2. Bounded gradients: \(O(1/\epsilon^2)\) steps

\({\large \textbf{Theorem 3.2}:} f:dom(f)\rightarrow\mathbb{R}\text{ be convex and differentiable, }X\in dom(f) \text{ be convex and closed. }x^*\text{ is the minimizer. Suppose }||x_0-x^*||^2\leq R, ||\nabla f(x)||\leq B \text{ for all }x\in X.\text{ Choosing the stepsize:}\)

\[\begin{align} \gamma = \frac{R}{B\sqrt{T}} \end{align} \]

\(\text{Projected gradient descent yields:}\)

\[\frac{1}{T}\sum_{t=0}^{T-1}(f(x_t)-f(x^*))\leq \frac{RB}{\sqrt{T}} \]

\(\large\textbf{Proof:}\)
\(\text{From }(1) \text{ and previous vanilla analysis:}\)

\[\begin{align} g_t^T(x_t-x^*)&=\frac{1}{2\gamma}[\gamma^2||g_t||^2+||x_t-x^*||^2-||y_{t+1}-x^*||^2] \end{align} \]

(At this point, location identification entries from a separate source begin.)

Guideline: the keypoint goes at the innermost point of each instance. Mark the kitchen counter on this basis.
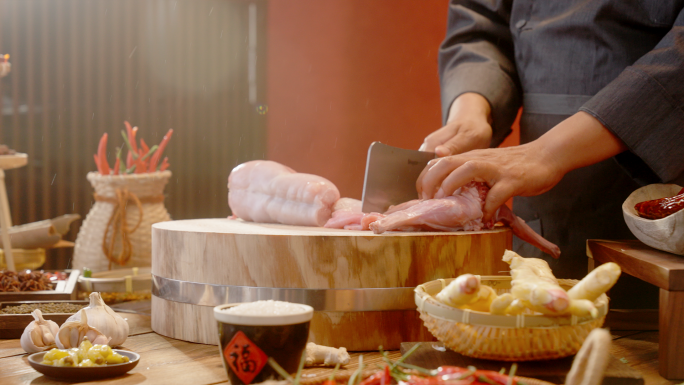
(168, 361)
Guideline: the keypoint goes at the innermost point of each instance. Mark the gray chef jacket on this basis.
(620, 61)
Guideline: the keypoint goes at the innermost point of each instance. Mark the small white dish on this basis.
(665, 234)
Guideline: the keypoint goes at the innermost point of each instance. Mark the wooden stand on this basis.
(664, 270)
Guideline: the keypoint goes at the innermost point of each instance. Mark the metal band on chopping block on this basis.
(367, 299)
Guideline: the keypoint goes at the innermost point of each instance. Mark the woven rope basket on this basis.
(88, 249)
(505, 337)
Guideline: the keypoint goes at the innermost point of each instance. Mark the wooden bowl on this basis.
(504, 337)
(665, 234)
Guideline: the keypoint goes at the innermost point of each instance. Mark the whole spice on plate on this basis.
(45, 308)
(28, 280)
(140, 159)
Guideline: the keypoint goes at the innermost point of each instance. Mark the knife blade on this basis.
(391, 175)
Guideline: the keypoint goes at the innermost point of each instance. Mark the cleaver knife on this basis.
(391, 175)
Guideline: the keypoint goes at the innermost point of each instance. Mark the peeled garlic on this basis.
(39, 334)
(104, 319)
(72, 333)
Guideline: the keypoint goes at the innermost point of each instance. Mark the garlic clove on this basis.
(104, 319)
(39, 334)
(71, 333)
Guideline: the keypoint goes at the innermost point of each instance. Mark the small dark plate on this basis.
(78, 374)
(13, 325)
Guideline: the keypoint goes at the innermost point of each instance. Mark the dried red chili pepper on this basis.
(660, 208)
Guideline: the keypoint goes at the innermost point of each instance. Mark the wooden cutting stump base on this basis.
(198, 263)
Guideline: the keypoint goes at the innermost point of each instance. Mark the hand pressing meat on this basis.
(461, 211)
(268, 192)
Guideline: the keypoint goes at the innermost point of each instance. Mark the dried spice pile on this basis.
(11, 281)
(4, 150)
(45, 308)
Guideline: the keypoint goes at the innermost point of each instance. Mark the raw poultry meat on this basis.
(268, 192)
(346, 215)
(460, 211)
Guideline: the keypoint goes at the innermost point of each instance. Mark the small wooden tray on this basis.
(13, 325)
(65, 290)
(431, 355)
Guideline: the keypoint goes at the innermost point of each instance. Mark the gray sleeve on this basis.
(477, 56)
(644, 107)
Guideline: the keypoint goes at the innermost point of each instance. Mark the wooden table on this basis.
(664, 270)
(168, 361)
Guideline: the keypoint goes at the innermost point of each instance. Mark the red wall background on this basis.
(344, 73)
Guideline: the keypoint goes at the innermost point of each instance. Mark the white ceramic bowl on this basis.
(665, 234)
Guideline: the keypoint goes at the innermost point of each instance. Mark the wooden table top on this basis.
(656, 267)
(168, 361)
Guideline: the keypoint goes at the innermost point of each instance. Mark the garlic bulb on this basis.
(104, 319)
(39, 334)
(71, 334)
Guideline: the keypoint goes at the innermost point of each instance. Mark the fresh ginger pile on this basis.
(534, 289)
(86, 355)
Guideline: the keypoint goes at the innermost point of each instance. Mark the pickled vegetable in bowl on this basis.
(88, 361)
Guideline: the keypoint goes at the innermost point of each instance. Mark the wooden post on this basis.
(5, 223)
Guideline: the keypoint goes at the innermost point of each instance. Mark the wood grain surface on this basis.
(371, 329)
(234, 252)
(671, 351)
(168, 361)
(664, 270)
(659, 268)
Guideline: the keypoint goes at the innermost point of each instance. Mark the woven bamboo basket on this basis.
(505, 337)
(148, 188)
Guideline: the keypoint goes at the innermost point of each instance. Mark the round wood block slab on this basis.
(238, 253)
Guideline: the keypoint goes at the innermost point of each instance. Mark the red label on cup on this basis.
(244, 357)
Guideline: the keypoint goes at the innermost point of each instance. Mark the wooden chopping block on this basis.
(360, 284)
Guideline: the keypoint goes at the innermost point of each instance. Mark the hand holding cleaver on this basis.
(391, 175)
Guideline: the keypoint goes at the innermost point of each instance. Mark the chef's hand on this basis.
(468, 127)
(526, 170)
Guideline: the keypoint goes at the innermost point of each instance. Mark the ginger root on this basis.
(501, 303)
(591, 361)
(485, 297)
(463, 290)
(597, 282)
(325, 355)
(582, 308)
(534, 283)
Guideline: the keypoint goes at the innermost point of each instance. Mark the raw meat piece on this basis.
(348, 204)
(268, 192)
(346, 214)
(461, 211)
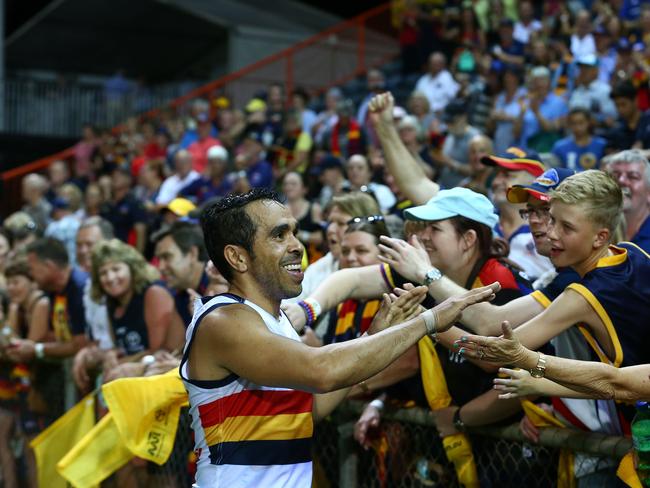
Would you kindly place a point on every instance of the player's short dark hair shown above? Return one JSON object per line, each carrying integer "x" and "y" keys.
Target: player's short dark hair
{"x": 226, "y": 222}
{"x": 49, "y": 249}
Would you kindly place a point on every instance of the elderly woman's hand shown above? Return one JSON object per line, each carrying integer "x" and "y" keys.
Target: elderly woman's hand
{"x": 398, "y": 307}
{"x": 409, "y": 259}
{"x": 520, "y": 384}
{"x": 504, "y": 350}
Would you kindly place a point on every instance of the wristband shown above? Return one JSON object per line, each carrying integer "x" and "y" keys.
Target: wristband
{"x": 148, "y": 359}
{"x": 377, "y": 403}
{"x": 312, "y": 309}
{"x": 458, "y": 422}
{"x": 430, "y": 323}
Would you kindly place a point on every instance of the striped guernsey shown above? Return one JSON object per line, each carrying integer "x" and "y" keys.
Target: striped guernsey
{"x": 248, "y": 435}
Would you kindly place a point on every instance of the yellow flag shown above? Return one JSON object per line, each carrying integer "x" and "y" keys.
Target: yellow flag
{"x": 565, "y": 466}
{"x": 146, "y": 412}
{"x": 96, "y": 456}
{"x": 55, "y": 441}
{"x": 458, "y": 447}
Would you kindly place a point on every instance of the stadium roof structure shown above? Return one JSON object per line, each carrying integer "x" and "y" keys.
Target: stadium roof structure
{"x": 158, "y": 39}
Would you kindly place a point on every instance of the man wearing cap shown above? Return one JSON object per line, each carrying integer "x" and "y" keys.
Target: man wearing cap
{"x": 542, "y": 112}
{"x": 215, "y": 183}
{"x": 183, "y": 176}
{"x": 631, "y": 169}
{"x": 199, "y": 148}
{"x": 632, "y": 129}
{"x": 253, "y": 170}
{"x": 455, "y": 149}
{"x": 517, "y": 167}
{"x": 580, "y": 150}
{"x": 592, "y": 94}
{"x": 178, "y": 209}
{"x": 331, "y": 175}
{"x": 438, "y": 84}
{"x": 125, "y": 212}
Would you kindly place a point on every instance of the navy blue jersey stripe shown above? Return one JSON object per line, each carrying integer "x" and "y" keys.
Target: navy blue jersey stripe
{"x": 262, "y": 453}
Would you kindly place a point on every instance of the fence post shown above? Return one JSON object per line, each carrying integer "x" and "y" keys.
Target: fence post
{"x": 348, "y": 458}
{"x": 361, "y": 49}
{"x": 289, "y": 83}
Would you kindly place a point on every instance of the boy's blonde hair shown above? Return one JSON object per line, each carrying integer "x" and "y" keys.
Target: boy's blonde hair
{"x": 597, "y": 192}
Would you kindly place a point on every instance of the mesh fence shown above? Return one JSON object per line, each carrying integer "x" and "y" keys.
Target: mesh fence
{"x": 414, "y": 457}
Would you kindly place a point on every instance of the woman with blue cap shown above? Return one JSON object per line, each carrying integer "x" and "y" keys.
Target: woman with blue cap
{"x": 455, "y": 228}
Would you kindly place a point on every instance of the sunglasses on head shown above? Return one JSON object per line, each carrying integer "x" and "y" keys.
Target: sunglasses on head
{"x": 370, "y": 219}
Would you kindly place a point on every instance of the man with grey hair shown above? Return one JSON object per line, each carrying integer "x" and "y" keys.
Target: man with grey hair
{"x": 542, "y": 113}
{"x": 183, "y": 176}
{"x": 631, "y": 169}
{"x": 34, "y": 187}
{"x": 438, "y": 84}
{"x": 92, "y": 231}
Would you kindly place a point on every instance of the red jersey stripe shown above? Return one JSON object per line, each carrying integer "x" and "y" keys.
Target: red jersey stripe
{"x": 255, "y": 402}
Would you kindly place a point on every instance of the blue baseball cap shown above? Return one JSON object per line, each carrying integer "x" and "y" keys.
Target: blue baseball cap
{"x": 539, "y": 188}
{"x": 453, "y": 203}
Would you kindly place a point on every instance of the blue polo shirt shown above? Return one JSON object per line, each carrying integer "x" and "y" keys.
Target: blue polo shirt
{"x": 579, "y": 158}
{"x": 552, "y": 108}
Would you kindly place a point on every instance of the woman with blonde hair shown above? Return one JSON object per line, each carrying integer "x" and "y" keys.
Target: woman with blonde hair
{"x": 140, "y": 308}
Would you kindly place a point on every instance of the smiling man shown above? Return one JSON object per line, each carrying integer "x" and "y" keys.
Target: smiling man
{"x": 249, "y": 378}
{"x": 631, "y": 169}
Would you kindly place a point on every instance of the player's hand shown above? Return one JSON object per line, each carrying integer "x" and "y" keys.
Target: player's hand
{"x": 409, "y": 259}
{"x": 380, "y": 110}
{"x": 448, "y": 312}
{"x": 530, "y": 431}
{"x": 398, "y": 307}
{"x": 296, "y": 316}
{"x": 520, "y": 384}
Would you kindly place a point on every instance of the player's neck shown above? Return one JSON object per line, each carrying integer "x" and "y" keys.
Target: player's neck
{"x": 253, "y": 293}
{"x": 591, "y": 262}
{"x": 634, "y": 220}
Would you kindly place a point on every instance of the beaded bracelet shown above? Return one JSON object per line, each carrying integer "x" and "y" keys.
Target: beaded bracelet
{"x": 312, "y": 309}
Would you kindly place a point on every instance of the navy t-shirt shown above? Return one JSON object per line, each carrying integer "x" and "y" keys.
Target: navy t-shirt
{"x": 68, "y": 315}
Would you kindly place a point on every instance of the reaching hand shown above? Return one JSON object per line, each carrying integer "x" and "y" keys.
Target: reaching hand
{"x": 369, "y": 421}
{"x": 520, "y": 384}
{"x": 408, "y": 259}
{"x": 505, "y": 349}
{"x": 399, "y": 307}
{"x": 380, "y": 110}
{"x": 449, "y": 311}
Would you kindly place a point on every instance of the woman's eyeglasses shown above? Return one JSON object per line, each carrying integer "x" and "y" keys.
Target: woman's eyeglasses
{"x": 370, "y": 219}
{"x": 541, "y": 213}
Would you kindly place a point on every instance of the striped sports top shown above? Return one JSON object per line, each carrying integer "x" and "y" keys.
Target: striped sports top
{"x": 248, "y": 435}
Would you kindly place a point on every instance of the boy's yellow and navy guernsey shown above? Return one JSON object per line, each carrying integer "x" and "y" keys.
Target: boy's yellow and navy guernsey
{"x": 247, "y": 434}
{"x": 618, "y": 289}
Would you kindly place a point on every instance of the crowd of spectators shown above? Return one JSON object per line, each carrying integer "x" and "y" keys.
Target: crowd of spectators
{"x": 99, "y": 268}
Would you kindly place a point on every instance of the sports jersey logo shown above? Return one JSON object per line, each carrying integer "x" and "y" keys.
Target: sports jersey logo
{"x": 588, "y": 160}
{"x": 516, "y": 152}
{"x": 548, "y": 178}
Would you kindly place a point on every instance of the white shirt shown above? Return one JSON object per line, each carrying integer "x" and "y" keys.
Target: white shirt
{"x": 172, "y": 185}
{"x": 522, "y": 32}
{"x": 439, "y": 89}
{"x": 582, "y": 47}
{"x": 97, "y": 319}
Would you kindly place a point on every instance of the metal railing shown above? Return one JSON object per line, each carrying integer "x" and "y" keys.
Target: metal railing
{"x": 330, "y": 58}
{"x": 60, "y": 109}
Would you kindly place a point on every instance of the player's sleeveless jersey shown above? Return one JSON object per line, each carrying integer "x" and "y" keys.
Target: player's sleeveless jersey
{"x": 618, "y": 289}
{"x": 248, "y": 435}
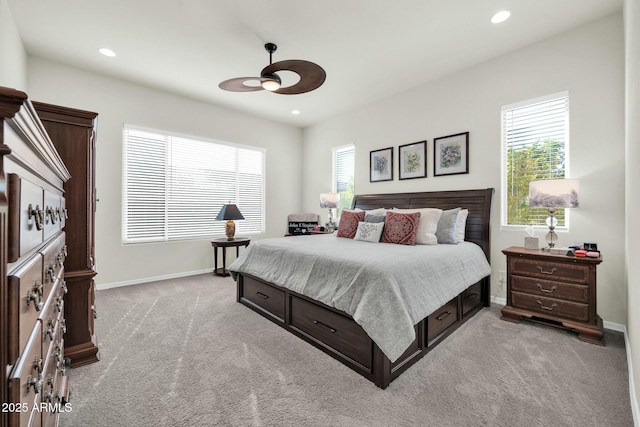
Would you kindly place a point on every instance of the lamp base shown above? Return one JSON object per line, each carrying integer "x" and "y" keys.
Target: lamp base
{"x": 230, "y": 230}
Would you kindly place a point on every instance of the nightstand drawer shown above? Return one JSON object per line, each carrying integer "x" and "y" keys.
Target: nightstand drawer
{"x": 574, "y": 273}
{"x": 550, "y": 289}
{"x": 551, "y": 306}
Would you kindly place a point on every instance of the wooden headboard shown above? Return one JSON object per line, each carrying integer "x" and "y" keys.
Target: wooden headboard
{"x": 478, "y": 202}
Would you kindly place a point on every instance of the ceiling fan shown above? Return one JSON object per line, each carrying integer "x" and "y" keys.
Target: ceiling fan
{"x": 311, "y": 77}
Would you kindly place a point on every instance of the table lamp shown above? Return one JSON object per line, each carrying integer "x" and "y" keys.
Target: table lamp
{"x": 553, "y": 194}
{"x": 330, "y": 201}
{"x": 229, "y": 213}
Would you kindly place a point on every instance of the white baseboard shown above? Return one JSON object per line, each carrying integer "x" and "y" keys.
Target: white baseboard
{"x": 104, "y": 286}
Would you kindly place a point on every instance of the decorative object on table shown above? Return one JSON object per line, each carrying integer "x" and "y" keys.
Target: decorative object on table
{"x": 530, "y": 242}
{"x": 229, "y": 213}
{"x": 553, "y": 194}
{"x": 330, "y": 201}
{"x": 413, "y": 160}
{"x": 312, "y": 76}
{"x": 381, "y": 165}
{"x": 451, "y": 154}
{"x": 302, "y": 223}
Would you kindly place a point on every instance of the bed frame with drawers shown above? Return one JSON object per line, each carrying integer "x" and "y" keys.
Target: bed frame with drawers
{"x": 338, "y": 335}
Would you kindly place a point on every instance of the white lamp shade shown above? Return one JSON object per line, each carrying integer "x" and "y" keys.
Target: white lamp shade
{"x": 329, "y": 200}
{"x": 554, "y": 193}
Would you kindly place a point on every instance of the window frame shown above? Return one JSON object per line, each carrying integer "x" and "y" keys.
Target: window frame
{"x": 504, "y": 148}
{"x": 217, "y": 227}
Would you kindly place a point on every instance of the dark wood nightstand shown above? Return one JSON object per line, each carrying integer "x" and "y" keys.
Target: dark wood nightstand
{"x": 557, "y": 290}
{"x": 225, "y": 243}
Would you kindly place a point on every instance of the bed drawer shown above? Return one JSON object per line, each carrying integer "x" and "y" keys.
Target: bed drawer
{"x": 441, "y": 319}
{"x": 269, "y": 299}
{"x": 331, "y": 329}
{"x": 471, "y": 298}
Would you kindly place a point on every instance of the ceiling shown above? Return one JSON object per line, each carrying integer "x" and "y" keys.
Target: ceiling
{"x": 370, "y": 49}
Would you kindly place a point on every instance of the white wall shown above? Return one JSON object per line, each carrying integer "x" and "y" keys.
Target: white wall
{"x": 117, "y": 103}
{"x": 632, "y": 112}
{"x": 13, "y": 66}
{"x": 587, "y": 61}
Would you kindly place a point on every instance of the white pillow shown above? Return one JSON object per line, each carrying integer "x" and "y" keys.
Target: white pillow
{"x": 461, "y": 225}
{"x": 369, "y": 231}
{"x": 427, "y": 226}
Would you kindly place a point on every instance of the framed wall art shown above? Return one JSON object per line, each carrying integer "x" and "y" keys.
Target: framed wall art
{"x": 412, "y": 160}
{"x": 451, "y": 154}
{"x": 381, "y": 165}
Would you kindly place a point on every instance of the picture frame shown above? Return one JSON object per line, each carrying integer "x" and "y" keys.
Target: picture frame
{"x": 451, "y": 154}
{"x": 412, "y": 160}
{"x": 381, "y": 165}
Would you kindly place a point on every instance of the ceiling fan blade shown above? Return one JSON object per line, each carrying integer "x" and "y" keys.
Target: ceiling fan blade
{"x": 237, "y": 84}
{"x": 312, "y": 76}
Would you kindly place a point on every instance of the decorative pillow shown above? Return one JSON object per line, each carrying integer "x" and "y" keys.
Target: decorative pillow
{"x": 429, "y": 217}
{"x": 349, "y": 223}
{"x": 369, "y": 231}
{"x": 401, "y": 228}
{"x": 461, "y": 225}
{"x": 446, "y": 232}
{"x": 374, "y": 218}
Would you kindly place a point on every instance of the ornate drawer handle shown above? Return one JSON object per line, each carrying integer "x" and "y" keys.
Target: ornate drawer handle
{"x": 37, "y": 214}
{"x": 317, "y": 322}
{"x": 443, "y": 316}
{"x": 554, "y": 305}
{"x": 553, "y": 270}
{"x": 553, "y": 288}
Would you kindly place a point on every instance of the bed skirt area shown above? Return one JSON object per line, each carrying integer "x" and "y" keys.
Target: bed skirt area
{"x": 338, "y": 335}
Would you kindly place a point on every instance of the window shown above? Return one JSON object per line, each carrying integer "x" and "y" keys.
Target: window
{"x": 174, "y": 186}
{"x": 343, "y": 175}
{"x": 535, "y": 142}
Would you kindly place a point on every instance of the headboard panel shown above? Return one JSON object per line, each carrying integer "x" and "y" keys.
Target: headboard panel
{"x": 478, "y": 202}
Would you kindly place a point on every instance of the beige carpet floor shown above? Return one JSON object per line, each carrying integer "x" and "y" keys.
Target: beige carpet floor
{"x": 184, "y": 353}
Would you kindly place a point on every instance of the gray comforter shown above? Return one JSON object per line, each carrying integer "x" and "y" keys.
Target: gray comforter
{"x": 386, "y": 288}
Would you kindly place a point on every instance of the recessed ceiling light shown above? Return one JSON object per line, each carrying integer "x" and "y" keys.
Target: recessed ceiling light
{"x": 106, "y": 52}
{"x": 501, "y": 16}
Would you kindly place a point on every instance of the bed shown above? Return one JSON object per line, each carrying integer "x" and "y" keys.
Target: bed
{"x": 380, "y": 337}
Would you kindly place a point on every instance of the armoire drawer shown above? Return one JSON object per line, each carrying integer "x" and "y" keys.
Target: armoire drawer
{"x": 26, "y": 302}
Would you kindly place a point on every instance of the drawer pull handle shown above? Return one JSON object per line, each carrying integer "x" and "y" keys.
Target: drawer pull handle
{"x": 443, "y": 316}
{"x": 317, "y": 322}
{"x": 37, "y": 214}
{"x": 553, "y": 270}
{"x": 554, "y": 305}
{"x": 553, "y": 288}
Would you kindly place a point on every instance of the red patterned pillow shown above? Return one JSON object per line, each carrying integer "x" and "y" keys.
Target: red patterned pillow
{"x": 401, "y": 228}
{"x": 349, "y": 223}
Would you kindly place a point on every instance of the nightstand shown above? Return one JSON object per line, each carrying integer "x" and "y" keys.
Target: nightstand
{"x": 557, "y": 290}
{"x": 225, "y": 243}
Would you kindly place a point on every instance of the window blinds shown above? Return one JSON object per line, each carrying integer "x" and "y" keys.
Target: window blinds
{"x": 174, "y": 187}
{"x": 535, "y": 137}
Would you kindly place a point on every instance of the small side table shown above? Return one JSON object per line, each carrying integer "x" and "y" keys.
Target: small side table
{"x": 224, "y": 243}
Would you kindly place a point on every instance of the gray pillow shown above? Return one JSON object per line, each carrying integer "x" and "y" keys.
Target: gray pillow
{"x": 446, "y": 232}
{"x": 374, "y": 218}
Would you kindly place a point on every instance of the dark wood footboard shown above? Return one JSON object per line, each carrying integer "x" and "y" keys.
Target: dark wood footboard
{"x": 338, "y": 335}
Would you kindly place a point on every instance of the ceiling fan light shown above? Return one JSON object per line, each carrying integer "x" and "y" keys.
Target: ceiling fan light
{"x": 272, "y": 83}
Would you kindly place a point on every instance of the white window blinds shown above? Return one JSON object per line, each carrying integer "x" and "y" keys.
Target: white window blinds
{"x": 174, "y": 187}
{"x": 535, "y": 137}
{"x": 344, "y": 172}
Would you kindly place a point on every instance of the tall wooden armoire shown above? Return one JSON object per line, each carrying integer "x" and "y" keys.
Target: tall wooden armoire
{"x": 73, "y": 133}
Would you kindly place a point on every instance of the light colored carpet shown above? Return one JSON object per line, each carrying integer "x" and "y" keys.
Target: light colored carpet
{"x": 185, "y": 353}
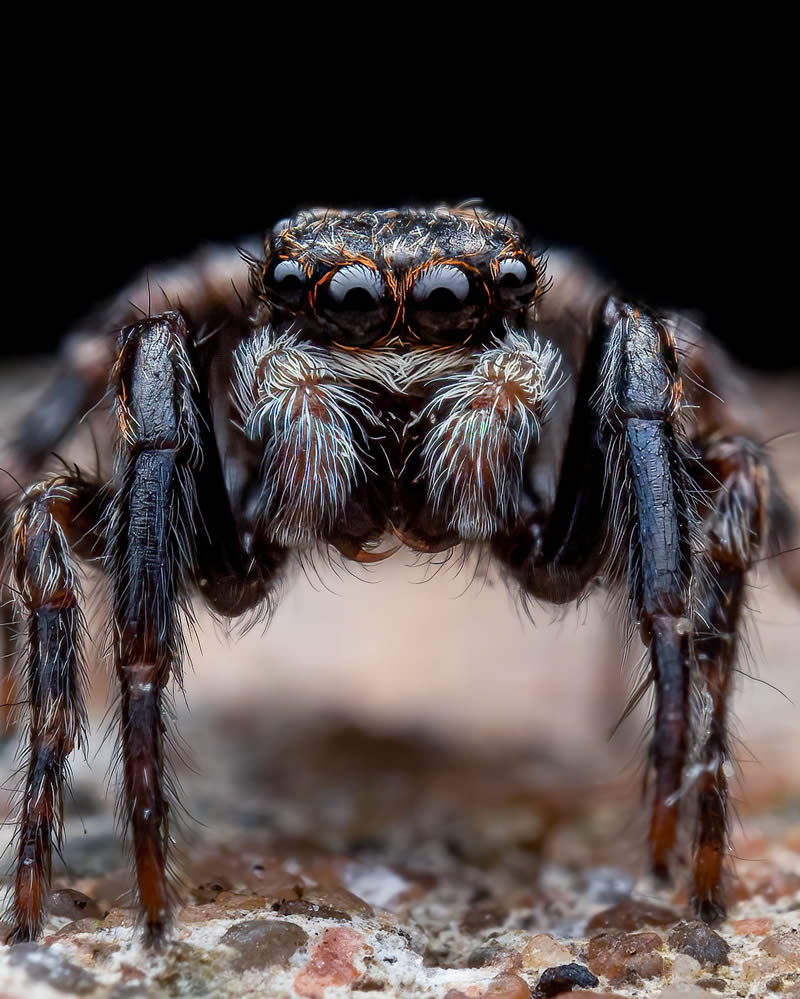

\(\text{From (4): let }x=x^*,y=y_{t+1}\)

\[\begin{align} ||x^*-\prod_X(y_{t+1})||^2+||y_{t+1}-\prod_X(y_{t+1})||^2\leq ||x^*-y_{t+1}||^2 \end{align} \]

\(\text{i.e.}\)

\[\begin{align} ||x^*-x_{t+1}||^2+||y_{t+1}-x_{t+1}||^2\leq ||x^*-y_{t+1}||^2 \end{align} \]

\(\text{Then we drop the second term:}\)

\[\begin{align} ||x^*-x_{t+1}||^2\leq ||x^*-y_{t+1}||^2 \end{align} \]

\(\text{Hence we get from (6):}\)

\[\begin{align} g_t^T(x_t-x^*)&=\frac{1}{2\gamma}[\gamma^2||g_t||^2+||x_t-x^*||^2-||y_{t+1}-x^*||^2]\\ &\leq \frac{1}{2\gamma}[\gamma^2||g_t||^2+||y_t-x^*||^2-||y_{t+1}-x^*||^2] \end{align} \]

\(\text{From convexity: }f(x^*)\geq f(x_t)+g_t^T(x^*-x_t),\text{ hence:}\)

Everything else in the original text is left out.